España ha tenido siempre una relación singular con la ley. Desde la Hispania romana hasta la Constitución de 1978, nuestra historia jurídica es una crónica de creatividad, prudencia y humanismo. El Derecho romano nos legó la racionalidad y la lógica, los visigodos la capacidad de integrar tradiciones distintas en un solo cuerpo legal, y los monarcas medievales los primeros intentos de sistematización en un territorio plural y diverso. Con la Escuela de Salamanca en el siglo XVI, España alumbró uno de los capítulos más brillantes de la historia del pensamiento jurídico: se reconocieron derechos universales, se sentaron las bases del Derecho Internacional y se defendió la dignidad humana incluso en tiempos de conquista.
A lo largo de los siglos, la ley española fue un instrumento de equilibrio entre poder y justicia, entre tradición y modernidad. La codificación del siglo XIX y la Constitución de 1978 consagraron un sistema que, pese a los vaivenes históricos, ha garantizado un marco de libertad, seguridad jurídica e igualdad ante la ley. Nuestra historia jurídica es, sin exageración, un legado del que cualquier país podría sentirse orgulloso.
Y sin embargo, la historia reciente nos obliga a levantar la voz. Porque hoy, la ley parece estar sufriendo un fenómeno muy peligroso: la subordinación de la norma al interés político. No es una hipótesis ni un debate académico; es la evidencia de decisiones legislativas y judiciales que parecen buscar resultados políticos más que justicia objetiva. Leyes como la Ley de Amnistía, la Ley de Memoria Histórica, las reformas del Código Penal, los indultos, la Ley del «sí es sí» o las leyes de género y trans muestran un patrón inquietante: se construye o interpreta la ley según convenga al poder de turno, en lugar de proteger los derechos de todos los ciudadanos de manera imparcial.

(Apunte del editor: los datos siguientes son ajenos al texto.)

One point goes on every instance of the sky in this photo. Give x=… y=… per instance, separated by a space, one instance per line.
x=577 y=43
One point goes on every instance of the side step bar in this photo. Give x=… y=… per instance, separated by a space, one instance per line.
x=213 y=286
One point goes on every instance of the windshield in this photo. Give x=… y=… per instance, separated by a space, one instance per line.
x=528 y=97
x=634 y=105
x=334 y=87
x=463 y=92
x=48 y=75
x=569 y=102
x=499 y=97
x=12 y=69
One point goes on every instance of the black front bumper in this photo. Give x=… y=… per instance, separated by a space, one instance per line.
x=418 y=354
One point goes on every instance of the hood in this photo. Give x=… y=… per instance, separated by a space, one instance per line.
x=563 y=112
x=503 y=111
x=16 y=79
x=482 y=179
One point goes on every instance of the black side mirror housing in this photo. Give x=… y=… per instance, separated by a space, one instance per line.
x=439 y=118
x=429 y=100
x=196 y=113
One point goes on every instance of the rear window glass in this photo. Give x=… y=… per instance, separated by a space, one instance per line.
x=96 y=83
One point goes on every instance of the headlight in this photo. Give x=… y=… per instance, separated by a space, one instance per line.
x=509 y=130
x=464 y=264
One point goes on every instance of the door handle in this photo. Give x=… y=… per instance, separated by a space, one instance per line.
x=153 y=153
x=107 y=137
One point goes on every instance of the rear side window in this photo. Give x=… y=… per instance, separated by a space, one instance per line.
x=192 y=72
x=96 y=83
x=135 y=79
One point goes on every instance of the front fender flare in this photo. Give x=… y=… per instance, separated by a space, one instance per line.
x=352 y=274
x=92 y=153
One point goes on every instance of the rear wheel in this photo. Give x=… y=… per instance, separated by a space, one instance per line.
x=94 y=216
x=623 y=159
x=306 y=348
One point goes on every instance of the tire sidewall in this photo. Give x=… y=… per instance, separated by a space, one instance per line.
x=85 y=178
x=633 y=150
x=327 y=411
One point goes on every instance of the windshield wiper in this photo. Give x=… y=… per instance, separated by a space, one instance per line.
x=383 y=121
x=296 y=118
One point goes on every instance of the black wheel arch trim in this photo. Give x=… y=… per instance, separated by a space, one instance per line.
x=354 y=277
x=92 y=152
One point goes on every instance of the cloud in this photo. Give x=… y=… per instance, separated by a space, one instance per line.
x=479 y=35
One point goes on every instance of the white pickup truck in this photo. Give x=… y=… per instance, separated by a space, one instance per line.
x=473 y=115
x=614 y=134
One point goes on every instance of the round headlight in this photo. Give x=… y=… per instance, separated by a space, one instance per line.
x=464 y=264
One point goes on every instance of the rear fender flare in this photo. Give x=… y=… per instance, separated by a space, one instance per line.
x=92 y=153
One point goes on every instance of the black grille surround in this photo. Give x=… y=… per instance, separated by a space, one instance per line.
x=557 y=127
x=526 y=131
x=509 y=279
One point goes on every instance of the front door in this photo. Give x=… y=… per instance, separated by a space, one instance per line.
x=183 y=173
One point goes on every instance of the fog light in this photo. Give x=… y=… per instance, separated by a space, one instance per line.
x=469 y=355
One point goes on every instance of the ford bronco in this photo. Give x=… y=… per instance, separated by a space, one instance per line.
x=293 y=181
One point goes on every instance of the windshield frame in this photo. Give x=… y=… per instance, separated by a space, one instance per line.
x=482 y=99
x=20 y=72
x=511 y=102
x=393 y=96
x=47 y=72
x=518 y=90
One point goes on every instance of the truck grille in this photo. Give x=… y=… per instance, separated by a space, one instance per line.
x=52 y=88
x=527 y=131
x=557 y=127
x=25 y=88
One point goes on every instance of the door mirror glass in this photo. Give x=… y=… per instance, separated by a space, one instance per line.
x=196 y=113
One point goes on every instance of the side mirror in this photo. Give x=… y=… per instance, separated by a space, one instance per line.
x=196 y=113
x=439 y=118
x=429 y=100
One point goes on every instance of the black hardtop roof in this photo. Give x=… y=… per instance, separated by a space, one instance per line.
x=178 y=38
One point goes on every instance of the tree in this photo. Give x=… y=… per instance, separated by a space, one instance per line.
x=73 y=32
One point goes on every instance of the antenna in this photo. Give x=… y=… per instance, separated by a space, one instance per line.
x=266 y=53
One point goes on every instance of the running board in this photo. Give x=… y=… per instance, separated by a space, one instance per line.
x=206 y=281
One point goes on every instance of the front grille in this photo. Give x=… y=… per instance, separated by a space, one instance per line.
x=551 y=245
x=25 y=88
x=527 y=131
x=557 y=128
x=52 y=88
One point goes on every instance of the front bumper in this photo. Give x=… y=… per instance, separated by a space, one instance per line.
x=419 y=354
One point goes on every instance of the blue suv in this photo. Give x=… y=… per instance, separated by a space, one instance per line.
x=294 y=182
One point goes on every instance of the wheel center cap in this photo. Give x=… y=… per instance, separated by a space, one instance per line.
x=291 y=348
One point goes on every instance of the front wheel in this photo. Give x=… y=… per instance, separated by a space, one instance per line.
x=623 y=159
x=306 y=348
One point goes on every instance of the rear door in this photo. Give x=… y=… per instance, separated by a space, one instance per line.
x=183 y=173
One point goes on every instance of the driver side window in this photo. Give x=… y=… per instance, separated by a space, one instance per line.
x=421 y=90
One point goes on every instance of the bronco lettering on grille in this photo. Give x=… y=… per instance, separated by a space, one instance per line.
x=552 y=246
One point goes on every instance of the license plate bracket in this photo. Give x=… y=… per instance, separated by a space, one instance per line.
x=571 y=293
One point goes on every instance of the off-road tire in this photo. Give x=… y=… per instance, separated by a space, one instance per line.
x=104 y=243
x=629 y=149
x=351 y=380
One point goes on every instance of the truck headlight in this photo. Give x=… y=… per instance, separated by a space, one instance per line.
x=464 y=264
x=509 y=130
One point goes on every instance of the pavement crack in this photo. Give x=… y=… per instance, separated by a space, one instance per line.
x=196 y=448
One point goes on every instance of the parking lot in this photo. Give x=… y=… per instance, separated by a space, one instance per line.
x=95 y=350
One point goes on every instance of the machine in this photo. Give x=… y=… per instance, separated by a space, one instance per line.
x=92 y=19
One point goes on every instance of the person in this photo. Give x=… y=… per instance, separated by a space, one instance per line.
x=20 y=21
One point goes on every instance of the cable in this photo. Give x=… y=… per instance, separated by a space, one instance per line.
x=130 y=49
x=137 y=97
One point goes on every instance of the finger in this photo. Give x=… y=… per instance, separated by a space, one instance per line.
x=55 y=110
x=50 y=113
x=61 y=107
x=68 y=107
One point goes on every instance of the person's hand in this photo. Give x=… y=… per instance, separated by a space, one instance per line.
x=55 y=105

El Derecho, por definición, es un sistema de reglas que asegura la convivencia y limita la arbitrariedad. Cuando se retuerce para perseguir fines políticos, deja de cumplir su función y amenaza la confianza pública en las instituciones. La Justicia debe ser independiente; la ley debe ser previsible, objetiva y coherente. Pero cuando los tribunales se ven presionados, aunque sea sutilmente, a interpretar la norma conforme a la conveniencia de un gobierno, se socavan pilares que han costado siglos construir.
Tomemos como ejemplo los indultos selectivos: decisiones que deberían ser excepcionales se han convertido en herramientas de negociación política. La Ley del «sí es sí» y las modificaciones del Código Penal muestran como cambios legislativos bienintencionados en teoría pueden, en la práctica, generar inseguridad jurídica cuando se aplican de manera improvisada o interpretativa. Y las leyes de memoria histórica y de género, aunque respondan a aspiraciones legítimas de justicia social, a veces se implementan con criterios que priorizan objetivos ideológicos sobre el análisis jurídico riguroso, dejando zonas grises que la ciudadanía percibe como arbitrariedad.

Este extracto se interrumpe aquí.